Entire depth neural network is trained with loss is target;
Step E: segmented image is treated using trained deep neural network model and carries out semantic segmentation, output segmentation knot
Fruit.
Further, in the step B, generic features F is extracted with convolutional networkbackbone, then it is based on generic features
FbackboneObtain three-level context space pyramid fusion feature Ftspp, then cascaded using this two parts as coding network and extracted
Coding characteristic Fencoder, comprising the following steps:
Step B1: generic features F is extracted to pretreatment image using convolutional networkbackbone;
Step B2: using 1 × 1 convolution to feature FbackboneFeature Dimension Reduction is carried out, feature is obtained
Step B3: to FbackboneWhole image carries out average pond, then reuses arest neighbors demosaicing to full size,
Image level feature F is obtained using 1 × 1 convolutionimage;
Step B4: being r with porosityasConvolution kernel to FbackboneIt carries out convolution with holes and obtains featureThen splice three
Grade contextual featureFimageWithFusion Features are carried out using 1 × 1 convolution afterwards, obtaining porosity is rasThree-level context
Fusion featureThe same distribution for keeping input in convolution process using batch standardization, uses line rectification function as activation
Function;Wherein, convolutional calculation formula with holes is as follows:
Wherein,It indicates in output coordinate masThe use porosity of position is rasConvolution with holes processing result,
xas[mas+ras·kas] indicate input xasIn coordinate masOn position in porosity be rasAnd convolution kernel coordinate with holes is kasWhen institute it is right
The input reference pixel answered, was[kas] indicate in convolution kernel with holes as kasThe weight of position;
Step B5: repeating previous step using different porositys, until obtaining ntsppA feature, then by this ntsppA spy
Sign withAnd FimageSpliced, obtains three-level context space pyramid fusion feature Ftspp;
Step B6: using 1 × 1 convolution to feature FtsppDimensionality reduction is carried out, is then carried out again with the dropout in deep learning
Regularization obtains coding characteristic F to the endencoder。
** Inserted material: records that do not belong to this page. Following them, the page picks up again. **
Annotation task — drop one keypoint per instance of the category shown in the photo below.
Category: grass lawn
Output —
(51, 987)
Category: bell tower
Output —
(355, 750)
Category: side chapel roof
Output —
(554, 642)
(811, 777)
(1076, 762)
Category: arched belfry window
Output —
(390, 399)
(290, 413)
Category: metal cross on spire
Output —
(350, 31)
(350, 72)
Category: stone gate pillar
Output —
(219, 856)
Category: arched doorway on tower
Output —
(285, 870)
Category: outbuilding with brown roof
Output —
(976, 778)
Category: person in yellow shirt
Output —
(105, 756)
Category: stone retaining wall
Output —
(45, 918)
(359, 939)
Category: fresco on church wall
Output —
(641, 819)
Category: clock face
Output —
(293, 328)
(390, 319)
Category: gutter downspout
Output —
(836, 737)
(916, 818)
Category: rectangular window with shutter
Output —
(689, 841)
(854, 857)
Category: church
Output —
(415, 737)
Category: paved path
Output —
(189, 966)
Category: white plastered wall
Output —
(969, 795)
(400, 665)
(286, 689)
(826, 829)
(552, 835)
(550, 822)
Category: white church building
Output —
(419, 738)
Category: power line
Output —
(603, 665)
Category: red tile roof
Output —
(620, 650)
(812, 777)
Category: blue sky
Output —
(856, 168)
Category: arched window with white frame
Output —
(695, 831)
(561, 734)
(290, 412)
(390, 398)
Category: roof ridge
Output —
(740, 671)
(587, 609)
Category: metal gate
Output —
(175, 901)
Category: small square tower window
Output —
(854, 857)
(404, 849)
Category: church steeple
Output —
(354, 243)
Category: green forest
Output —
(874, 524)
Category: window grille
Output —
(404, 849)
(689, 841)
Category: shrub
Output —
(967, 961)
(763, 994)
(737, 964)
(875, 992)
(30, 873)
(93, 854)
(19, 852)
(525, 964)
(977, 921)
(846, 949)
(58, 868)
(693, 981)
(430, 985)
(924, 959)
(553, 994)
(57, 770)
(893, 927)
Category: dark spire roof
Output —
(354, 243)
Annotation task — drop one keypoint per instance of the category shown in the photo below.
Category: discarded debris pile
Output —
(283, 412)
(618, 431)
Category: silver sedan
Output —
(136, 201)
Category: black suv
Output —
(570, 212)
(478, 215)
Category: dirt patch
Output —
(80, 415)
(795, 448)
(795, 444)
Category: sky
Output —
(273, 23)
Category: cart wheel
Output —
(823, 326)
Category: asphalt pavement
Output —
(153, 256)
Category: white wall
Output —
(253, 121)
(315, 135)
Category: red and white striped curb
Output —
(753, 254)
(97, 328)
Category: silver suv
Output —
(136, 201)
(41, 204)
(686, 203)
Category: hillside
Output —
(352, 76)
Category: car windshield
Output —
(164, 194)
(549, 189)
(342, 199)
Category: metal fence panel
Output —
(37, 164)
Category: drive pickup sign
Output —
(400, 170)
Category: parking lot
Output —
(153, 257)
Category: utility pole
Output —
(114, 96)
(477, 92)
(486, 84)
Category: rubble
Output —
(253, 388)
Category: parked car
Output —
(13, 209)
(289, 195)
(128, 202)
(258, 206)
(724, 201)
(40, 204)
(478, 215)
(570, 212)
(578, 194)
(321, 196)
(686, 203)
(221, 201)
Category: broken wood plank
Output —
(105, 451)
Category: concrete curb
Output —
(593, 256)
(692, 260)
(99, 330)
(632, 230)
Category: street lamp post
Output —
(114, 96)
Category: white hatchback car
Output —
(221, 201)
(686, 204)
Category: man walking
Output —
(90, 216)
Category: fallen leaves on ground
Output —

Further, in the step C, expand coding characteristic FencoderSize is obtained to the half of input image size
Half input size coding feature Fus, middle layer feature is chosen from the convolutional networkCalculate edge featureIn conjunction with
Half input size coding feature Fus, with combination of edge featureDense net be decoding network, carry out image resolution ratio reconstruction,
Calculate decoding feature Fdecoder, comprising the following steps:
Step C1: the ratio that definition initially enters picture size and characteristic size is the output stride of this feature, using most
Neighbour's interpolation processing coding characteristic Fencoder, obtain the characteristic pattern F that output stride is 2us;
Step C2: the middle layer feature that output stride is os is chosen from the convolutional network for extracting generic featuresFirst
Dimensionality reduction is carried out using 1 × 1 convolution, is then expanded using bilinear interpolationEdge feature is obtained again
Step C3: splicing feature FusWithAfter 1 × 1 convolution dimensionality reduction, reuses 3 × 3 convolution extraction feature and obtain
Decode feature Fdecoder;
Step C4: choosing than in step C2 smaller output stride os, if all the processing of output stride is completed, decodes
Feature extraction is completed, and F is otherwise splicedusAnd FdecoderAs new Fus, and repeat step C2 to C3.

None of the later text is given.